In the midst of an overall real estate slump in China, certain pockets of demand are emerging within the commercial property sector. One such area experiencing growth is the capital city of Beijing, where rents for prime retail locations are on the rise. According to a report by property consultancy JLL, rents in Beijing increased by 1.3% during the first three months of this year compared to the fourth quarter of 2023. This marks the fastest pace of rent growth since 2019. The increased demand is being driven by new food and beverage brands, niche foreign fashion offerings, and electric car companies, all of which are showing interest in shopping mall storefronts.

Commercial Real Estate Trends in China

Commercial real estate, which includes office buildings and shopping malls, represents only a small fraction of China’s overall property market. However, sales of offices and commercial-use properties have seen a notable increase in contrast to the significant drop in residential property sales. According to data from Wind Information, sales of offices and commercial properties rose by 15% and 17%, respectively, in January and February compared to a year earlier. On the other hand, the floor space of residential properties sold saw a decline of nearly 25% during the same period. This shift in demand reflects the impact of Covid-19 restrictions on movement and the subsequent economic recovery.

Despite the recent challenges faced by China’s commercial property market, some investors see potential opportunities for growth. Joe Kwan, a managing partner at Raffles Family Office, believes that commercial real estate prices in China are approaching an attractive buying point. Kwan mentioned in an interview that his firm has identified a timeline for when valuations may become favorable for investment. He anticipates starting to make deals in the second half of this year and into next year, with a focus on properties in Shanghai and Beijing.

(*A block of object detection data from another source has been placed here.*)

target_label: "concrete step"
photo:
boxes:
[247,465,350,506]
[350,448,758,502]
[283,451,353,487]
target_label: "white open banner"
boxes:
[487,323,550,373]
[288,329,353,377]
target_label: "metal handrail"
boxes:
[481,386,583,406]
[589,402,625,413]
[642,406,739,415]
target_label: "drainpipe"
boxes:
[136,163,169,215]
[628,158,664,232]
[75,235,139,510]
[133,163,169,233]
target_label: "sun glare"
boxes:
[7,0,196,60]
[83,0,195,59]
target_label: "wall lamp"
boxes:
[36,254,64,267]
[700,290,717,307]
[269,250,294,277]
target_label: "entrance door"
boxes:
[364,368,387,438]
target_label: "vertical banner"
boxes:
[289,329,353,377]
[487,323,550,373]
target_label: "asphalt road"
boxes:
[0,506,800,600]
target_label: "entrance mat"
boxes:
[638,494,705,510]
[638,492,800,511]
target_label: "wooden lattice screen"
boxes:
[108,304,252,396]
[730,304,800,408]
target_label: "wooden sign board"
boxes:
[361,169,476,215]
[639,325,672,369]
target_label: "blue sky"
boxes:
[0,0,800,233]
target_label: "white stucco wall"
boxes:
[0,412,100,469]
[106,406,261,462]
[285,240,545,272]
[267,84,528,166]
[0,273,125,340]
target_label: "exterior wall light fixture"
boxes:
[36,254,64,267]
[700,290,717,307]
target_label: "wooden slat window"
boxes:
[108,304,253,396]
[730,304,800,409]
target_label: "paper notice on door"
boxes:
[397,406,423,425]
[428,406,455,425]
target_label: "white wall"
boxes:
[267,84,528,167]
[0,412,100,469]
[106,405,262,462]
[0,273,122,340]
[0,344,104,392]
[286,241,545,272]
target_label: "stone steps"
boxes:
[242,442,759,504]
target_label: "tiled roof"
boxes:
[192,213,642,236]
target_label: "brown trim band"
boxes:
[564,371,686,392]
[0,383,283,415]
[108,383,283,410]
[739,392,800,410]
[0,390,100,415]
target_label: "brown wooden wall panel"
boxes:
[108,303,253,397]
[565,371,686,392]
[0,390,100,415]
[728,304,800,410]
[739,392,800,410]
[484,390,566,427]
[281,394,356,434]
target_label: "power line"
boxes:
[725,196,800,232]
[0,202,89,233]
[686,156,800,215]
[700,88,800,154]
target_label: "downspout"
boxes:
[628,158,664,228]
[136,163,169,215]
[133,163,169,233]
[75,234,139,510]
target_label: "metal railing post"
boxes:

While this approach may suggest a positive outlook, Kwan also acknowledges the need for caution, as market conditions are still stabilizing.

Looking ahead, investors like Joe Kwan maintain a positive long-term outlook on China’s real estate market. Despite the current challenges and uncertainties, factors such as the country’s large population, demographics, and consumption patterns are seen as favorable for future growth. Kwan emphasizes that there may be an overcorrection in the market in the short term, but well-located, high-quality assets could prove to be valuable in the mid to long term. As China continues to recover from the pandemic and economic slowdown, investors are keeping a close watch on potential opportunities for growth and development.

Companies like Hong Kong-based Swire Properties are also positioning themselves for growth in mainland China. Swire Properties has announced its intention to double its gross floor area in mainland China by 2032, demonstrating confidence in the market’s long-term potential. The company’s high-end shopping complexes, branded “Taikoo Li,” have shown promising signs of recovery, with foot traffic improving significantly and retail sales surpassing pre-pandemic levels in many of their malls. Looking ahead, Swire Properties anticipates that 2024 will be a year of stabilization in retail demand, further underscoring the positive sentiment surrounding the commercial property sector in China.

While China’s commercial property sector faces challenges amidst an overall real estate slump, there are signs of emerging demand and potential opportunities for investment. As the market continues to evolve and recover from the impact of the pandemic, investors and companies are cautiously optimistic about the long-term prospects of China’s commercial real estate market. By carefully assessing market trends and staying attuned to shifting consumer behaviors, stakeholders can position themselves for growth and success in the dynamic Chinese property landscape.